The Paris Commune was moving toward such an arrangement, but could not immediately abolish wages. While communization was made famous and viable by the Paris Commune, it has roots in systems such as the Russian obshchina and the various forms of so-called primitive communism. A variety of models have been proposed for communist administration of production and distribution (centralist, federalist, etc.), but all of the latter programs insist that, if class and class struggle are to be truly abolished and humanity to be truly liberated from wage-slavery, neither the means of production nor the products themselves may be "owned" by anyone (whether individuals or collective bodies), and goods must be distributed entirely according to "need" as defined democratically (not according to amount of labor input, for example). The quality and quantity of minimal compulsory labor, moreover, would be determined for each individual through democratic planning, with the goal of eventually dissolving the distinction between "work" and "play" so that productive labor becomes entirely voluntary.

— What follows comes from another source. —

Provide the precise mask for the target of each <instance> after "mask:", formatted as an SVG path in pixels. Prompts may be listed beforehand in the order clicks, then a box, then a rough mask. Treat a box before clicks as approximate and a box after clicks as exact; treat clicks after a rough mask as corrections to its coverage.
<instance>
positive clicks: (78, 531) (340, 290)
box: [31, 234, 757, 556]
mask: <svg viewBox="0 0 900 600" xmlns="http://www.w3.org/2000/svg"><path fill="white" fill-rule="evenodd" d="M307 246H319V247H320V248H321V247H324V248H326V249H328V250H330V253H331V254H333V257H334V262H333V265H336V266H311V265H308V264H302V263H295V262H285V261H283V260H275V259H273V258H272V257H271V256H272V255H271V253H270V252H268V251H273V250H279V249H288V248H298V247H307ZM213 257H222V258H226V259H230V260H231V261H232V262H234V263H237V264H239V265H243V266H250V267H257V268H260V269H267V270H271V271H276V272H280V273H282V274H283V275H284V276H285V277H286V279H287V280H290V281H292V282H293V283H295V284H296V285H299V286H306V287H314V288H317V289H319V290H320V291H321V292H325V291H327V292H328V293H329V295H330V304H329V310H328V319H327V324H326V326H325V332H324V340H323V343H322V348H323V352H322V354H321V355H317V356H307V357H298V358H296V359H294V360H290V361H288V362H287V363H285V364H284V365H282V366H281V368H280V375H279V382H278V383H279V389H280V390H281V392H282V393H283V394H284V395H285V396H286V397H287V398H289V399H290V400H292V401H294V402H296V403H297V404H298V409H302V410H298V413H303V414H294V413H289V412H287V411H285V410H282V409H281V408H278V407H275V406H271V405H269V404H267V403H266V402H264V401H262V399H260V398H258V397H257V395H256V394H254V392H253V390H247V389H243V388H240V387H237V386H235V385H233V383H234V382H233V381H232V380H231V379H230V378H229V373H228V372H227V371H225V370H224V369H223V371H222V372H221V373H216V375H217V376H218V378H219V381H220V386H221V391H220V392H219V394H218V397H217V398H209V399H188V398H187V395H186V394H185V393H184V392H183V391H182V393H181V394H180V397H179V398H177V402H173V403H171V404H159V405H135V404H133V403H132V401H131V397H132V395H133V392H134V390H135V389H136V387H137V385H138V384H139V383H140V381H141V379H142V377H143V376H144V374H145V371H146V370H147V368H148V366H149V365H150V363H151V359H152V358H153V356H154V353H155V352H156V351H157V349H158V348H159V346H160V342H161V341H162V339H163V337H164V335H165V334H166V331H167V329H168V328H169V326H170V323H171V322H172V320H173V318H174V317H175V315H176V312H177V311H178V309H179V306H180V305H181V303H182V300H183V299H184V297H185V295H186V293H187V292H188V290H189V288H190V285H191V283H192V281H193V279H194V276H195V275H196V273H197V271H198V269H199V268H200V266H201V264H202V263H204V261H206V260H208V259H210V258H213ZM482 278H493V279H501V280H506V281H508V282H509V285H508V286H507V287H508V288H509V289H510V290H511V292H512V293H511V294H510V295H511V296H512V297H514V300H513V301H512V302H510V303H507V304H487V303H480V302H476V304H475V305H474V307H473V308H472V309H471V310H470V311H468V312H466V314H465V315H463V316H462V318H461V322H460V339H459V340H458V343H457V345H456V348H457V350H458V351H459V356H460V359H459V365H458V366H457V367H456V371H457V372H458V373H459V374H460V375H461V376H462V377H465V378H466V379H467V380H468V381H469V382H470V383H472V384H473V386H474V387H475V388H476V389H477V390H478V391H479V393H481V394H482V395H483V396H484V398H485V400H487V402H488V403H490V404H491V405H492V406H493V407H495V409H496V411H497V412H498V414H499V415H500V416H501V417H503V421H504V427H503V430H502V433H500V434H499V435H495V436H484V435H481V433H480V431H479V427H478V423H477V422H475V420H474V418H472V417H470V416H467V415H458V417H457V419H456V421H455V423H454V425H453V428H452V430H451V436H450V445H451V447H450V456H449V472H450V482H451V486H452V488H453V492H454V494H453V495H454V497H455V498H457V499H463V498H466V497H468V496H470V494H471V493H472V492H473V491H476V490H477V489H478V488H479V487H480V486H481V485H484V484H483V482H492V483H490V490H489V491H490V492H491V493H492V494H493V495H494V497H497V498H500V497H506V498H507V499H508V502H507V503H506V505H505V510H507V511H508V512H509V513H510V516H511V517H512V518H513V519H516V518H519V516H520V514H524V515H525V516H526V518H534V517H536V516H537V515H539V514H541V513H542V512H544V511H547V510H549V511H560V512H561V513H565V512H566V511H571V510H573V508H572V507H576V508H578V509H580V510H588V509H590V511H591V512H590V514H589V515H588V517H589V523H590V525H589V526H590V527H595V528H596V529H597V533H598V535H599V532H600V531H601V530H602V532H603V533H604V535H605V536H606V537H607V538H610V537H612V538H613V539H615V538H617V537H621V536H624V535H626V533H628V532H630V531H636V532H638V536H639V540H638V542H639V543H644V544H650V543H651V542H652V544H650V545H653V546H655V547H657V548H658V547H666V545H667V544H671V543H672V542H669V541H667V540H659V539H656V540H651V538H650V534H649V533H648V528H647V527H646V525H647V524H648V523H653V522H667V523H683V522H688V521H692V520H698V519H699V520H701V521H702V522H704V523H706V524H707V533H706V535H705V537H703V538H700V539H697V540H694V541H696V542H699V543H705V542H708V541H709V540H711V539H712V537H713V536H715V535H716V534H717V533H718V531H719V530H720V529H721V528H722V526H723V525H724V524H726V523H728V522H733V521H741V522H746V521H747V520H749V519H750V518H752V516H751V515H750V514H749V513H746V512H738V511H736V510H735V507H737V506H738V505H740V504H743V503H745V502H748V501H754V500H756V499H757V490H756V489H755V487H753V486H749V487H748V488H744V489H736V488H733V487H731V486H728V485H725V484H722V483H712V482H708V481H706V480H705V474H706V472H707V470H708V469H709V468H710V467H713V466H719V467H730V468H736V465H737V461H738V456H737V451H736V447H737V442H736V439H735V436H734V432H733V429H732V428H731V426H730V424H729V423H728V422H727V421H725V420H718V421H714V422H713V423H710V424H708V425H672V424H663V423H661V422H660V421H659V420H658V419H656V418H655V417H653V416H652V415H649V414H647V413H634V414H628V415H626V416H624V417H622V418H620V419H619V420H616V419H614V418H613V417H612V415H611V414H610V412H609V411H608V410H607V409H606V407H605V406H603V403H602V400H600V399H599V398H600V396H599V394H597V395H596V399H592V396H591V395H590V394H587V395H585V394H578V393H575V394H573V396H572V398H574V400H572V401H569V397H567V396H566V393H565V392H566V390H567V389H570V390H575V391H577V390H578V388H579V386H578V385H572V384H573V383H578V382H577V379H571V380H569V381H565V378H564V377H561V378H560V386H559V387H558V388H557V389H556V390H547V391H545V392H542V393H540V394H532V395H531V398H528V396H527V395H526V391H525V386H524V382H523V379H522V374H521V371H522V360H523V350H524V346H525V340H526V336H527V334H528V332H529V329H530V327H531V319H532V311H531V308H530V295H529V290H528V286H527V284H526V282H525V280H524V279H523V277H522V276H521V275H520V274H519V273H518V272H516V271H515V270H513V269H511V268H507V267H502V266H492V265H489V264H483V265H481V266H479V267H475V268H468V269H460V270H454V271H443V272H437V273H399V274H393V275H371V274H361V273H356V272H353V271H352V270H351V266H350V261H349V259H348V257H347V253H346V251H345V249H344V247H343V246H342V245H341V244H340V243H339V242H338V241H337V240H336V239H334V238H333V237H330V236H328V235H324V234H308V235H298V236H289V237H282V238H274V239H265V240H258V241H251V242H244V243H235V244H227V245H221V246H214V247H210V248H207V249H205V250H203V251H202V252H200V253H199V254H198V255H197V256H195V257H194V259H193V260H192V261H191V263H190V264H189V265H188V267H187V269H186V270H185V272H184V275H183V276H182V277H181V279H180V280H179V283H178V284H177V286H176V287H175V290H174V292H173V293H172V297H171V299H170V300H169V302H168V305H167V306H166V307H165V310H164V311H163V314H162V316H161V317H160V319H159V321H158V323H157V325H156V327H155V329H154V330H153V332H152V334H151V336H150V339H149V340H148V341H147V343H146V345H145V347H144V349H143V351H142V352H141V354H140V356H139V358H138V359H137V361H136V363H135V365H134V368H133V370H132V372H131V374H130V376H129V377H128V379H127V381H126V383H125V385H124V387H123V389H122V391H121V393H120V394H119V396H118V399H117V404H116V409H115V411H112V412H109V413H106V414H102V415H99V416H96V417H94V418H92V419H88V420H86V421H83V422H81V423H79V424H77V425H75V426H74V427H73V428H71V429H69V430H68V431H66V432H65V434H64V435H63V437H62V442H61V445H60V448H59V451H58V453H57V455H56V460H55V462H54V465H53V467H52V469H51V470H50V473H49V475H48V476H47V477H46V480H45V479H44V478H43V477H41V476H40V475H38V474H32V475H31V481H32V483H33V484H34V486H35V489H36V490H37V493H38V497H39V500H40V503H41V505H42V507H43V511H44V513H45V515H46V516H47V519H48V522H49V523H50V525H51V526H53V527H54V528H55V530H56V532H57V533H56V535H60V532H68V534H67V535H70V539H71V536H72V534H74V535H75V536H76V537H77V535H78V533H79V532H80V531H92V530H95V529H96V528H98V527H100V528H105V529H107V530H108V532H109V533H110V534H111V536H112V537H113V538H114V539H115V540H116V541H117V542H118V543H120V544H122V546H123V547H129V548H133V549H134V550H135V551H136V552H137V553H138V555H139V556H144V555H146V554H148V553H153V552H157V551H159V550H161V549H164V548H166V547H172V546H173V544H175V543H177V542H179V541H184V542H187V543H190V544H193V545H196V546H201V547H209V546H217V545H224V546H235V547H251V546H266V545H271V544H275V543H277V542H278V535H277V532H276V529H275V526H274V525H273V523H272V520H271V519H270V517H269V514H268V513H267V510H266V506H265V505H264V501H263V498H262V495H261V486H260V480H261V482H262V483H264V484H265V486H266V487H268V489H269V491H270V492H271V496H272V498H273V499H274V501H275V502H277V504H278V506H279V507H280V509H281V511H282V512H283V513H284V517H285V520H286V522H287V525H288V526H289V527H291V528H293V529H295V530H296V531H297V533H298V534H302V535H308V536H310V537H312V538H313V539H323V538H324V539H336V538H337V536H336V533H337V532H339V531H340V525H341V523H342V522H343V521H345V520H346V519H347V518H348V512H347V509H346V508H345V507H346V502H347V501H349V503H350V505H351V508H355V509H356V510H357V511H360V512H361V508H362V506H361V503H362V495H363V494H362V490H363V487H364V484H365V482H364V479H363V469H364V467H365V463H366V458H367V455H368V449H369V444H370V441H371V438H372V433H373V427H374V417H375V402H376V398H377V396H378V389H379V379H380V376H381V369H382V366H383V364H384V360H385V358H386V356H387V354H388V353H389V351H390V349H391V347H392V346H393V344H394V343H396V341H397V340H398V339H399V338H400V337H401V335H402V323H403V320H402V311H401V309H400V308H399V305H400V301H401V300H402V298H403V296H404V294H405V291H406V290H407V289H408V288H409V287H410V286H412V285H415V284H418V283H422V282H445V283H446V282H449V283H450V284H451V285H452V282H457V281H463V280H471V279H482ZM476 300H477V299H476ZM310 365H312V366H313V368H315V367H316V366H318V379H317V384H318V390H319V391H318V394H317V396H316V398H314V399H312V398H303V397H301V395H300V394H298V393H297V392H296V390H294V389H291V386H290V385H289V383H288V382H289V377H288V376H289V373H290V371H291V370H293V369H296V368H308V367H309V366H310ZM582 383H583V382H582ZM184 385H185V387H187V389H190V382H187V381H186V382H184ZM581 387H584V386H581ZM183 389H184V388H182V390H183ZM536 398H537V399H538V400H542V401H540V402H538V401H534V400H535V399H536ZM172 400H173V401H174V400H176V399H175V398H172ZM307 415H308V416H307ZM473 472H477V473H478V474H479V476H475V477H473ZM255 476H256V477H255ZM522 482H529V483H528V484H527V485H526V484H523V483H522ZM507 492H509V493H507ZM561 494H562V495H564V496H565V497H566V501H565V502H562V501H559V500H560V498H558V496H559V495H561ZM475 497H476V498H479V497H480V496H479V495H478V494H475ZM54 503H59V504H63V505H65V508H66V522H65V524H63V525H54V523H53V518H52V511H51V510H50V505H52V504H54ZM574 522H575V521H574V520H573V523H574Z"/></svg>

Note that communization in this latter sense was never attempted by either Social Democratic or Leninist "Communist" regimes (USSR, PRC, etc.), although it has been tried on various occasions - not only in the Paris Commune, but also in Left Anarchist societies such as Makhnovist Ukraine, in anarcho-syndicalist Catalonia during the Spanish Civil War, and by some Chinese Ultra-Left tendencies during the so-called "Great Proletarian Cultural Revolution." This is not necessarily to denounce Social Democracy or Leninism, which arguably improved life for many people relative to free-market capitalism; it is merely to point out the difference between communization and the various forms of historical "socialism".

In response to liberalist critics such as Friedrich von Hayek, who argue that only a market in which property is defended by a state can adequately satisfy people's needs, communists point out that:

  • humans, like other animals, survived and in some cases thrived for millennia through communal production and distribution, even without modern technology;
  • modern technology makes communal production and distribution much easier, even on a global scale;
  • the market, far from satifying people's needs, has in fact functioned primarily as an ideological fiction covering up the state-supported violent capitalist expropriation of formerly communal resources, leaving people who formerly lived on those resources forced to sell themselves for a fraction of the wealth they produce (which is appropriated by capitalists as "profit"), a fraction usually insufficient to satisfy their needs - so the "labor market" is not really a market, but neither is the "market" of products, since capitalist firms maintain monopolies through state support (intellectuals property rights, etc.);
  • according to Marxist analysis, the capitalist mode of production cannot avoid generating various forms of economic crisis, such as the Great Depression, and in fact, because capitalist accumulation has now saturated every corner of the globe, we have already entered a state of permanent crisis of which so-called terrorism and the so-called War on Terrorism are only two of the first symptoms; according to this theory, communization is the only way to avoid humanity's self-destruction through either ecological disaster or global civil war.